A few weighty lessons for Chris Christie from President Taft

Potential presidential candidate Chris Christie is fighting back after a doctor criticized his body weight. But could he learn a few lessons in tact from William Howard Taft, the largest president in history?

taftchristie
taftchristie

In case you missed the story, the current New Jersey governor had some harsh words for a former White House medical staffer from the Bill Clinton era who said Christie would present a health risk as a president.

“I’m worried he may have a heart attack. I’m worried he may have a stroke,” said Dr. Connie Mariano, in an interview with CNN.

Mariano said she worked with then-President Clinton to stay away from junk food and keep on a steady exercise regimen, despite her own political leanings.

“I’m a Republican. I like Chris Christie. I want him to run. I just want him to lose weight,” Mariano said. “I’m a physician more than I’m a Democrat or Republican. And I’m worried about this man dying in office.”

That last comment set off Christie, who had been stuck discussing his own weight all week after he ate a doughnut on David Letterman’s TV show.

“She should shut up,” Christie said on Wednesday, adding that Mariano doesn’t know his family history, and that one of his sons asked him if he was going to die. “This is just another hack who wants five minutes on TV,” Christie added.

Related Story: Clearing up the William Howard Taft bathtub myth

About 100 years ago this month, another larger-than-life political figure, President William Howard Taft, was ending his one term in office.

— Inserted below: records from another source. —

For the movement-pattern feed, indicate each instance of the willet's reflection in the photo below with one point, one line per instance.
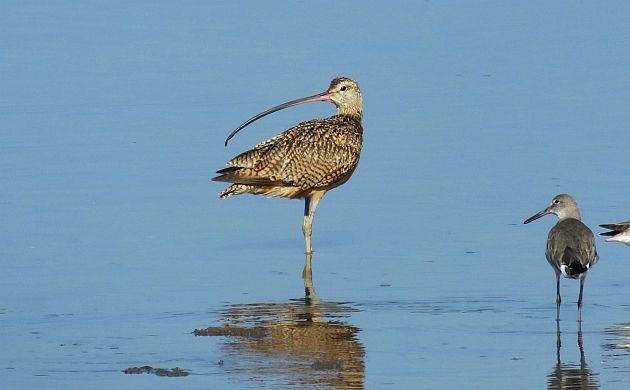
(299, 343)
(622, 335)
(571, 375)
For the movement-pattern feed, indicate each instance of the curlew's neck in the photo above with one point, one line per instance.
(567, 213)
(354, 110)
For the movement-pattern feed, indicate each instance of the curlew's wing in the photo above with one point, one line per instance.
(312, 154)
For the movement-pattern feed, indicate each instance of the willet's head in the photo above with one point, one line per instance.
(563, 205)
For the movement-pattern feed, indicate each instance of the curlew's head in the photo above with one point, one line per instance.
(563, 205)
(346, 95)
(343, 91)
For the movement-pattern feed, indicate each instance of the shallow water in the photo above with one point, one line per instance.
(114, 248)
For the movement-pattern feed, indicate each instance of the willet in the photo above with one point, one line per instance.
(570, 244)
(619, 232)
(304, 161)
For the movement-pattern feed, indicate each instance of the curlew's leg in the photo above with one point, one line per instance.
(307, 275)
(580, 299)
(310, 205)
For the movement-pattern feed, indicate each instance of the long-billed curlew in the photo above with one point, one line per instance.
(304, 161)
(619, 232)
(570, 244)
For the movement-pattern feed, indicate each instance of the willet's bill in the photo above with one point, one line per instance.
(619, 232)
(304, 161)
(570, 244)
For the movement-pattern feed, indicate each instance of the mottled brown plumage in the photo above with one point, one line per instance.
(304, 161)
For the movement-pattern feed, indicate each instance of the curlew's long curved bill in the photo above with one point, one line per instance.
(538, 215)
(320, 97)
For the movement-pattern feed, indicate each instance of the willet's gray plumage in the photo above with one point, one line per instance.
(304, 161)
(619, 232)
(570, 244)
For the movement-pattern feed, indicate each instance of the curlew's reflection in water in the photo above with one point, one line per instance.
(571, 375)
(300, 343)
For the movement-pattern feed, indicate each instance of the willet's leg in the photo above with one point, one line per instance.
(310, 205)
(558, 299)
(580, 299)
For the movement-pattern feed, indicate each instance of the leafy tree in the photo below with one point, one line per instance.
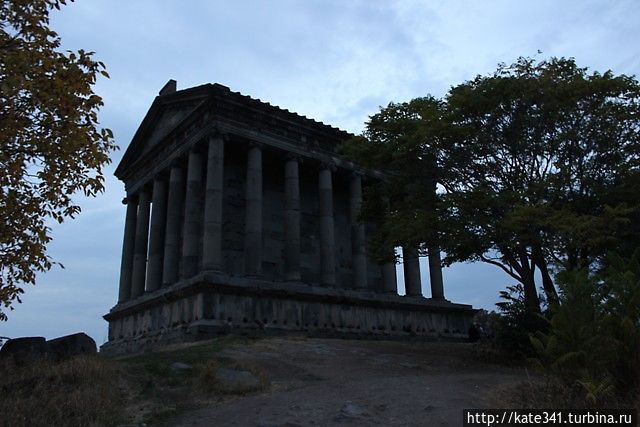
(52, 145)
(535, 165)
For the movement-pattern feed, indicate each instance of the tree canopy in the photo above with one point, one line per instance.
(52, 145)
(535, 167)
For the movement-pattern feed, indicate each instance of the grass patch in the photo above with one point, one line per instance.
(83, 391)
(95, 391)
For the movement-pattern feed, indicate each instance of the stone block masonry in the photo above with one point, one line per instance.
(241, 217)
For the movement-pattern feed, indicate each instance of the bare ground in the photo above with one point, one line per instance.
(324, 382)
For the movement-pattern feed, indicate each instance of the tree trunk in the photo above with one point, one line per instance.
(547, 282)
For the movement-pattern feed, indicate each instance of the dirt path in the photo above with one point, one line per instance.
(324, 382)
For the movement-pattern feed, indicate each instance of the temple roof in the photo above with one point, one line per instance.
(174, 112)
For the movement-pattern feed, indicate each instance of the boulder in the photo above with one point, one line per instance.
(71, 345)
(25, 349)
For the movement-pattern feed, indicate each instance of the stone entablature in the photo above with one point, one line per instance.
(224, 190)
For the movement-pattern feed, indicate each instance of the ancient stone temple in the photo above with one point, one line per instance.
(241, 217)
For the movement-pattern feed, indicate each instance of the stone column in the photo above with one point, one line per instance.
(358, 252)
(292, 219)
(156, 234)
(435, 273)
(172, 231)
(327, 238)
(389, 277)
(140, 248)
(253, 212)
(192, 213)
(212, 242)
(412, 283)
(128, 244)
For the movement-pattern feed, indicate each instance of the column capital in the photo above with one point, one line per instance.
(294, 156)
(216, 133)
(255, 144)
(328, 165)
(130, 198)
(358, 174)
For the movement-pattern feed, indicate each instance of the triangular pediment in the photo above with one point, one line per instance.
(165, 114)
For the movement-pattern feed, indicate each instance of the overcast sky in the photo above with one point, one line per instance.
(334, 61)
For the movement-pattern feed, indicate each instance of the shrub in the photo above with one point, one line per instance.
(593, 343)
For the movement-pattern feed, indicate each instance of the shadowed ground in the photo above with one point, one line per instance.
(353, 382)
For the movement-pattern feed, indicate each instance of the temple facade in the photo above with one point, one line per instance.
(240, 217)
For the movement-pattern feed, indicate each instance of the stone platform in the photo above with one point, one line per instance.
(211, 304)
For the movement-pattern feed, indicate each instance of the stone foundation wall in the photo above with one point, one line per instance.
(211, 304)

Taft had endured weight questions in the media since 1904, about four years before he became president, and his weight was nearly a national obsession during his presidency. His weight was also an issue in his disastrous re-election campaign in 1912.

In the long run, though, Taft was resilient: He won one presidential election in 1908; defeated his former friend, Theodore Roosevelt, for the 1912 Republican nomination; and made a unique political comeback after his 1912 presidential loss by being named chief justice of the United States.

Taft’s strategy was to laugh off some of the public criticism about his girth.

Unlike Christie, it would be unusual for President Taft to shout down a reporter or former White House staffer. But like the New Jersey governor, Taft did discuss this weight-loss issues and dieting in public.

For example, he told The New York Times in late 1913 that he consulted a doctor at Yale and was on a diet that cut back on carbohydrates and alcohol and focused on proteins.

Taft also said his weight problems were related to serving in public office.

“It was in 1892 that I took the oath as a Circuit Judge in the old Burnett House in Cincinnati. I then weighed 270 pounds, just my present weight. And now, after nine months as a plain old private citizen I am back at the old 1892 figures, and I certainly feel fit and fine as a result of it,” Taft said.

According to one website with historical weight data on Taft, the future president’s weight went over 300 pounds when he became secretary of war for President Roosevelt. He dropped a lot of weight soon after that, but went over 300 pounds again when he ran for president and won the 1908 election.

President Taft weighed nearly 350 pounds at one point, but then he lost nearly 70 pounds after losing the 1912 race to Woodrow Wilson.

However, President Taft had little control over how his weight and physique were portrayed in the press. In his run for the White House and the early years of his administration, Taft was written about as a big eater with a jolly demeanor and a big smile. During the 1908 campaign, Taft’s Democratic opponent, William Jennings Bryan, was also portrayed as overweight in political cartoons.)

Four years later, Roosevelt’s campaign criticized Taft’s weight when the Roosevelt ran as a third-party candidate. To set himself apart from Taft, Roosevelt said he was healthy as a “bull moose.”

Taft was reluctant to attack Roosevelt, let alone react to criticism of his own weight. According to contemporary accounts, Taft only went on the offensive in the 1912 campaign after his chief adviser, Archibald Butt, died in the sinking of the Titanic.

The 1912 election was historically bitter, and Taft returned to Yale after his defeat. He spent the next slimmed-down nine years teaching and working with Republicans. President Warren Harding then nominated Taft to the Supreme Court in 1921.

One theory today is that Taft’s major health scare in office was really sleep apnea, which is related to weight issues. In a 2003 paper, Dr. John Sotos reviewed the Taft archives and found many stories of the president falling asleep privately and public while in office. The sleep issues went away when Taft left the White House in 1913 and went on a diet.